The headline numbers, taken from the paper’s evaluation: on AgentDojo’s 510 attack instances across four task suites, IterInject achieves the highest overall ASR on every one of the four victim models tested, with the largest delta on DeepSeek (47.8% versus 32.9% for the strongest static prompt baseline). On InjecAgent, total ASR moves from near-zero with static prompts to 33–90% depending on the victim. The authors also run an extension experiment against Claude Code, a production-grade coding agent with layered defenses, and report 5 of 9 targets compromised with optimised payloads.

How it works

IterInject treats payload crafting as a closed loop with three components, all of which are described in the paper at the level of mechanism — not at the level of a copy-paste exploit.

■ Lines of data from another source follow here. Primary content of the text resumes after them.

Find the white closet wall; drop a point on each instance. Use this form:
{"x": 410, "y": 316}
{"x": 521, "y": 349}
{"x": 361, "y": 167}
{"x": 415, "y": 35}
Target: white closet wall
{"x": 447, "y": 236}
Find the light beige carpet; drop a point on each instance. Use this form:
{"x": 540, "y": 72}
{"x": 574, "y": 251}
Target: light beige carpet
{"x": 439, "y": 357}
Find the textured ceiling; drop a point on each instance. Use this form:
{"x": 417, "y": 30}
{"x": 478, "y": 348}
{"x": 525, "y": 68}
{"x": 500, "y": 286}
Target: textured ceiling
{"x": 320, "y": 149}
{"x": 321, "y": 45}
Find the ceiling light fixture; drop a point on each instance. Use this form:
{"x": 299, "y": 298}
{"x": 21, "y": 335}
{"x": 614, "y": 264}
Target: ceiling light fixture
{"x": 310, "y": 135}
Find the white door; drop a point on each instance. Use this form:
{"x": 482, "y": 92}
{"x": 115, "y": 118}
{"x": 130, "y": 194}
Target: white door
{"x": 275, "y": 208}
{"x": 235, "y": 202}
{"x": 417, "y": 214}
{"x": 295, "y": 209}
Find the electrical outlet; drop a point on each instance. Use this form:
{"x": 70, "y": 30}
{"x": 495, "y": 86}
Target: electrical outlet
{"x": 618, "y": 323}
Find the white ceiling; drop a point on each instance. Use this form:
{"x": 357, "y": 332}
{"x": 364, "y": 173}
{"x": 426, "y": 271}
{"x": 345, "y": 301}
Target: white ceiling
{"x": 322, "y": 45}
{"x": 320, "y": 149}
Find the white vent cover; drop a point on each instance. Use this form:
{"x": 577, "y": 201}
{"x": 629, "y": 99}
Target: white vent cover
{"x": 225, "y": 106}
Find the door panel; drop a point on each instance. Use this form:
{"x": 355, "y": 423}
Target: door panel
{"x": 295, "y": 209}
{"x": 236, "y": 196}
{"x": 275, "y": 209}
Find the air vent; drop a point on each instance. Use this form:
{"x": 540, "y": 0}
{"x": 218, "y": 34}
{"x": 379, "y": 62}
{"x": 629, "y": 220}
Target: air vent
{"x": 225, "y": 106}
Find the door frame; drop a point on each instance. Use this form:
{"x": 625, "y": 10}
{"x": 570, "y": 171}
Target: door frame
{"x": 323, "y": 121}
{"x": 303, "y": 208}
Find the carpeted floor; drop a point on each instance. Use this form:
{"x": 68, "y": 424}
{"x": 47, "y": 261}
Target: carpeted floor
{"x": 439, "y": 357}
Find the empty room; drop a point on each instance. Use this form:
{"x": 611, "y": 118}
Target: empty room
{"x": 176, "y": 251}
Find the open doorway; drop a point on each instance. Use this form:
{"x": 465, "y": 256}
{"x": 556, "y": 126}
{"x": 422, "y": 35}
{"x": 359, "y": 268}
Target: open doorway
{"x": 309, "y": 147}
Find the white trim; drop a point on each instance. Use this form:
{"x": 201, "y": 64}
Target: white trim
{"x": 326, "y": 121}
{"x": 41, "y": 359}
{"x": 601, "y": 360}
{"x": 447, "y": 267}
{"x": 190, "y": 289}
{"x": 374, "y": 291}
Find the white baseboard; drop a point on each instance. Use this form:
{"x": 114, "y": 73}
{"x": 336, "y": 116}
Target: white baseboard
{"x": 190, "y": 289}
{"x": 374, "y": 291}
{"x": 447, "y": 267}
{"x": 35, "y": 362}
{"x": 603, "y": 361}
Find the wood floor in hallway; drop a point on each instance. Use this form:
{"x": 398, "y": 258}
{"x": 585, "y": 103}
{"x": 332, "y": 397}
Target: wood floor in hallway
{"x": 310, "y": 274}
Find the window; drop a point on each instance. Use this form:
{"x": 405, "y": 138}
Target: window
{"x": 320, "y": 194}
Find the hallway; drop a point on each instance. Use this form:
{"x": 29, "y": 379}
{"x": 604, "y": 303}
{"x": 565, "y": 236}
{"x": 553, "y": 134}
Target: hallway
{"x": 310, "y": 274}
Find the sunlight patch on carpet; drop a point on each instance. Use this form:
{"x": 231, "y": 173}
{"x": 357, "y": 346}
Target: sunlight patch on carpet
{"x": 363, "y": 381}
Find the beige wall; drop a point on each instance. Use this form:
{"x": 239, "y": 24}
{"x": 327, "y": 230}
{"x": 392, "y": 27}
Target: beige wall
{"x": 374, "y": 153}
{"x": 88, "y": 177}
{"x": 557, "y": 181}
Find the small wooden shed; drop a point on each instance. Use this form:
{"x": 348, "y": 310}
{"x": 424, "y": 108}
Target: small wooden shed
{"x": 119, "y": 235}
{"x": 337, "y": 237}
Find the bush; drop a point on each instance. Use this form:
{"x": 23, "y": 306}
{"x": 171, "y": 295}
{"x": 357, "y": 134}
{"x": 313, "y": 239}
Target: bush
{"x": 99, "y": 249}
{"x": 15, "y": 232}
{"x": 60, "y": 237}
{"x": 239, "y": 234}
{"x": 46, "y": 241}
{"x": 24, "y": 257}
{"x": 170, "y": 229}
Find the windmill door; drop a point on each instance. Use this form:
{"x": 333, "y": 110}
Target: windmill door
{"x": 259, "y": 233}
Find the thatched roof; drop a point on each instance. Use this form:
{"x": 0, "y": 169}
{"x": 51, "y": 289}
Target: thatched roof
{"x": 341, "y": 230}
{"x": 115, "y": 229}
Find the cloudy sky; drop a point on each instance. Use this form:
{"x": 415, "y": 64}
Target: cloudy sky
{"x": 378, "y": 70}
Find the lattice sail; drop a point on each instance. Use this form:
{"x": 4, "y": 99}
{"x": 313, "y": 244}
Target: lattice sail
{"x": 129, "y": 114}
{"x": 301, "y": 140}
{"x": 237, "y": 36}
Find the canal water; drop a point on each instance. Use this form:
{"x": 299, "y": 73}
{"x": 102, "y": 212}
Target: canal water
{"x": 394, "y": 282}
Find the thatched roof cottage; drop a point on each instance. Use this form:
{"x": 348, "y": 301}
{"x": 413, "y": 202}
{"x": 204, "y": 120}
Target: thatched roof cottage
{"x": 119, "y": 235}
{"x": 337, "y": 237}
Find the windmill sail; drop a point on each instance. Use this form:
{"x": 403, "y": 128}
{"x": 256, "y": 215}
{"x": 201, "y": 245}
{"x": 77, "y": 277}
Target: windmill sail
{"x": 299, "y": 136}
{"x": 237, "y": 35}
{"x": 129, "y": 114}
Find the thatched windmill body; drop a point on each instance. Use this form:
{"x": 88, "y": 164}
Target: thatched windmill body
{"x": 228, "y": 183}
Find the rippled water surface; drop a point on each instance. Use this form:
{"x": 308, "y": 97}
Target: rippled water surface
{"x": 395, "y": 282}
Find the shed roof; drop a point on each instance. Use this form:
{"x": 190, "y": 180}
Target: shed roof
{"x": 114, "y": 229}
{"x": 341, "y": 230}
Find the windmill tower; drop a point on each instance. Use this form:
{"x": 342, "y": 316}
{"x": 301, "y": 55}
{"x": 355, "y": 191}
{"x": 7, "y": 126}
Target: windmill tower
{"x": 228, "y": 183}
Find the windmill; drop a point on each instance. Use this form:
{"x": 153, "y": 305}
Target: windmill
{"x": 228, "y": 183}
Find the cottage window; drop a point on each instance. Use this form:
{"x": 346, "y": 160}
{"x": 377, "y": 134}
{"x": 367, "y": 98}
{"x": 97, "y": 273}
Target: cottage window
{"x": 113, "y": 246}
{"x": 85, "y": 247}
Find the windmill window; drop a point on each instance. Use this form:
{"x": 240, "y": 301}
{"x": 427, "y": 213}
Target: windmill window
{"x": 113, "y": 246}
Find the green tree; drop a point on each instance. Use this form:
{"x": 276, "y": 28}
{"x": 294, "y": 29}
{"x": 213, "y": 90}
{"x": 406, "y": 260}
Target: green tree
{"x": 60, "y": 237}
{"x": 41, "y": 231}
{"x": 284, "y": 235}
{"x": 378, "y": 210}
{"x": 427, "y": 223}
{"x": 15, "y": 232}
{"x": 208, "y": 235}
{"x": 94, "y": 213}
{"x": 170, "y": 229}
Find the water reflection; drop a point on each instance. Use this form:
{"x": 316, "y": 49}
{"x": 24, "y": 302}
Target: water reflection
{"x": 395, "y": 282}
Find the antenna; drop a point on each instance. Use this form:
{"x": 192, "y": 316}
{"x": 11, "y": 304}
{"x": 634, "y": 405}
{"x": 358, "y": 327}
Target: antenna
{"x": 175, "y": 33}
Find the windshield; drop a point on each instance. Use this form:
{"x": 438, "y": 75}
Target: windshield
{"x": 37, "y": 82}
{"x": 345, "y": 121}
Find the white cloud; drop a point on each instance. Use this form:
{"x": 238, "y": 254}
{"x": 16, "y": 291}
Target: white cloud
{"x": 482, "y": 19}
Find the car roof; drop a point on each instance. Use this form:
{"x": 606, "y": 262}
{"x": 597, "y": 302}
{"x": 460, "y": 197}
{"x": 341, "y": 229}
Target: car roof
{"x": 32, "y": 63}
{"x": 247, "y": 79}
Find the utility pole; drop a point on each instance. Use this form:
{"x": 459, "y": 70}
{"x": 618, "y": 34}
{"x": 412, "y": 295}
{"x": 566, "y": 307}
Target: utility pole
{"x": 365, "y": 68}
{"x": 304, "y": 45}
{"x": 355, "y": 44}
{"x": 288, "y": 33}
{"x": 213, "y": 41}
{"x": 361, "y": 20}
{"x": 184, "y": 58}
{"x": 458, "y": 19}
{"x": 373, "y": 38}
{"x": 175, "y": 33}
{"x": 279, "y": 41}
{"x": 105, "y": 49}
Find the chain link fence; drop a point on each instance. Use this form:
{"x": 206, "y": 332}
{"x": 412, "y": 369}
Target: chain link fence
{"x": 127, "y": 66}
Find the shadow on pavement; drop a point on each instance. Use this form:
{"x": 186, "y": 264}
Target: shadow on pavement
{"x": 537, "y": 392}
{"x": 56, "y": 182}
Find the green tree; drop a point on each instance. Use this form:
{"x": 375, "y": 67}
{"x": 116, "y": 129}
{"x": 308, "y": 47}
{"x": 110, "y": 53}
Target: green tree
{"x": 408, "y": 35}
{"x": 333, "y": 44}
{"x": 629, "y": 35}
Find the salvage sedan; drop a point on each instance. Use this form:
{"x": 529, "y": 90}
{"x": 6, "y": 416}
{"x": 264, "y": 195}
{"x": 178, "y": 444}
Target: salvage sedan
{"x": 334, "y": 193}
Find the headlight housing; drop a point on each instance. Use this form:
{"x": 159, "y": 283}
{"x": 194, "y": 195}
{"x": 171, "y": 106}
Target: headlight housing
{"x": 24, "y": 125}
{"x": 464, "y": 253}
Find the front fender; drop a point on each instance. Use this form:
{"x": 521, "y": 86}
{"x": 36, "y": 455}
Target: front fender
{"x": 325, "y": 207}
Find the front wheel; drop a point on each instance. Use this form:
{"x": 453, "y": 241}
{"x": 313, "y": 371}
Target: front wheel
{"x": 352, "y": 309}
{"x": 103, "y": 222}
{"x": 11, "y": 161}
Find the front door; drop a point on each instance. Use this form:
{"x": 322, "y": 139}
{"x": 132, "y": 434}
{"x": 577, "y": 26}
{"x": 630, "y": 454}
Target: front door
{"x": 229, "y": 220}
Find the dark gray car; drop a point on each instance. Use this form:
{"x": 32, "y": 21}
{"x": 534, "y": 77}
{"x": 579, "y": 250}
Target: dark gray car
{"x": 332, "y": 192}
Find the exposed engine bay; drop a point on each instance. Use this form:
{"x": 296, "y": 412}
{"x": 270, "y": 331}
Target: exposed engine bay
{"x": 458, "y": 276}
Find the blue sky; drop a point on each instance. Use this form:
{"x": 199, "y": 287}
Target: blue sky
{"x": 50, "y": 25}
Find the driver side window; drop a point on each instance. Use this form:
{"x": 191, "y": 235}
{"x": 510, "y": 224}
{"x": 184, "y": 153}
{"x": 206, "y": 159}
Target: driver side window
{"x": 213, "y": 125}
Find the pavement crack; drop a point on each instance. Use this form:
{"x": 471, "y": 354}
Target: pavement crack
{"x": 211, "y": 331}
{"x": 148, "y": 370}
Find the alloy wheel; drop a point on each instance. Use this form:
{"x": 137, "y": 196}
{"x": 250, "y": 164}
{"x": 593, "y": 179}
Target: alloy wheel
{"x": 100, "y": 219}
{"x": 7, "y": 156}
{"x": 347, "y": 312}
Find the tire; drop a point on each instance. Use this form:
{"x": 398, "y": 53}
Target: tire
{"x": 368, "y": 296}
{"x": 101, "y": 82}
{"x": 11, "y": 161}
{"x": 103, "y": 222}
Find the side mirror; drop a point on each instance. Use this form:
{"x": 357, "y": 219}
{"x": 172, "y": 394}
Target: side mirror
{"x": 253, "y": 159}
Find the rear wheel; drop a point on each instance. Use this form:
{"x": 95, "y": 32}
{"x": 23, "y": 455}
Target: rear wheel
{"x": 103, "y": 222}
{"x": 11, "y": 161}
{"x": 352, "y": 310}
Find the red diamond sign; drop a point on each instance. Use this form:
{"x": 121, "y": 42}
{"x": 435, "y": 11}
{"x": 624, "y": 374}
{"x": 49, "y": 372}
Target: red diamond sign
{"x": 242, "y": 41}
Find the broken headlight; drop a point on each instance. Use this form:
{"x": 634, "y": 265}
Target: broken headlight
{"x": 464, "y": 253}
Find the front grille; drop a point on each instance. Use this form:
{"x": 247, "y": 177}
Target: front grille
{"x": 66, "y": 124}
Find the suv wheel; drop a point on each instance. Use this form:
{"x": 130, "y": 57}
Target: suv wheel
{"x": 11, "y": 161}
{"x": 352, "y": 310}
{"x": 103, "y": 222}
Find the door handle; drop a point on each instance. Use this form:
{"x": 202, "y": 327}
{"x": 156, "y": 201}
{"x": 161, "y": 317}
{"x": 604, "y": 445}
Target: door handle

                +-------------------------+
                |   victim LLM agent      |
                |   (runs against the     |
                |    benchmark task)      |
                +-----------+-------------+
                            |
                            v
                +-------------------------+
                |  rule-based diagnoser   |
                |  -> structured outcome  |
                |     label + behavioural |
                |     description         |
                +-----------+-------------+
                            |
                            v
                +-------------------------+
                |  LLM-based optimiser    |
                |  conditioned on the     |
                |  full optimisation log  |
                |  -> next payload        |
                +-----------+-------------+
                            |
                            v
                  (loop, with seed
                   synthesis to expand
                   the strategy space)

Three properties matter for defenders.

First, the diagnoser is structured, not free-text. Each attempt is labelled with a behavioural outcome (tool invoked, parameter exfiltrated, refusal, no-op, partial deviation), which means the optimiser is not flailing on a single binary success signal. This is what lets the loop escape the local optima that hand-crafted IPI prompts tend to fall into.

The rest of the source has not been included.